My peers recommended ibuprofen. I resisted at first because I simply didn't want to put anything else into me, but I finally gave in and took 400 mg (I always carry ibuprofen with me). And it really helped. Within half an hour (t plus 6 hours by then), the ibuprofen kicked in and started tamping down some of the more severe symptoms. It didn't eliminate them, it just made them less uncomfortable. But the hairs on my neck and arms remain raised. So very weird. I was at least able to stay and complete nearly all of the microanatomy lab.

I am now at home looking forward to a night of doing nothing at all except cooking a decent meal, playing with my dogs, and going to bed early. Oh, did I mention how vet school forces you to evaluate how many hours of sleep you really need versus how many you think you need? I've shaved nearly 1.5 hours off my normal sleep schedule--that translates into valuable study time.

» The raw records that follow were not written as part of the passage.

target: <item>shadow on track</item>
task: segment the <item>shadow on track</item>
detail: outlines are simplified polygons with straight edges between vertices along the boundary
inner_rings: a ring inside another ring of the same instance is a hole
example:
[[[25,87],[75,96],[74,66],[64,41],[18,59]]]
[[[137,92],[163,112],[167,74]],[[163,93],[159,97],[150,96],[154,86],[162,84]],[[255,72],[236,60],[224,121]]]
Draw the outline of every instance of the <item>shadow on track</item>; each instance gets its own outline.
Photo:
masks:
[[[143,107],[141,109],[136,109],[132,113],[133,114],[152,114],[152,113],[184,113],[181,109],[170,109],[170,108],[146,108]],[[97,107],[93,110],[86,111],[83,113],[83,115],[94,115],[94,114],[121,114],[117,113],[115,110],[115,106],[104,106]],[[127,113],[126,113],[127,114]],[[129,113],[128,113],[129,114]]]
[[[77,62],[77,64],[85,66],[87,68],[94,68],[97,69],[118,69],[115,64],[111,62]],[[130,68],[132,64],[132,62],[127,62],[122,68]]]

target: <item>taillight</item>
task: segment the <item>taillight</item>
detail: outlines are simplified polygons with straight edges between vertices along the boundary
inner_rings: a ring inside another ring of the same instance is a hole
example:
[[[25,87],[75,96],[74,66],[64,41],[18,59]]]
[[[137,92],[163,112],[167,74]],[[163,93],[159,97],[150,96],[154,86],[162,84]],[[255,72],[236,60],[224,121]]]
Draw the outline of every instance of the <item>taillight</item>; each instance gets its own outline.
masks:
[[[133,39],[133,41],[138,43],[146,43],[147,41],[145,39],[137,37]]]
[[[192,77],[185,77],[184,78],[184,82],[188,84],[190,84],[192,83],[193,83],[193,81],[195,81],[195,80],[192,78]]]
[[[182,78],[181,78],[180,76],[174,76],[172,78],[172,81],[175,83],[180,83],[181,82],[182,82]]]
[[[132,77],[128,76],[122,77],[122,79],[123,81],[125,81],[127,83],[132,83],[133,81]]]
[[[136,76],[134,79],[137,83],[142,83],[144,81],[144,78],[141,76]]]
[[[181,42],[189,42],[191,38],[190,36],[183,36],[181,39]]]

To be clear, most people who have to get multiple vaccinations do not have this kind of reaction. And to also be clear, the vaccines themselves are not the problem: not the adjuvant, not the killed virus proteins. The problem lies entirely in how my delicate-flower immune system responded.  I did not give myself autism. I am not sick--I don't have the flu or rabies. My immune system is just rather flamboyant in its response to all of these new antigens. A good night's sleep and I'll be just fine tomorrow.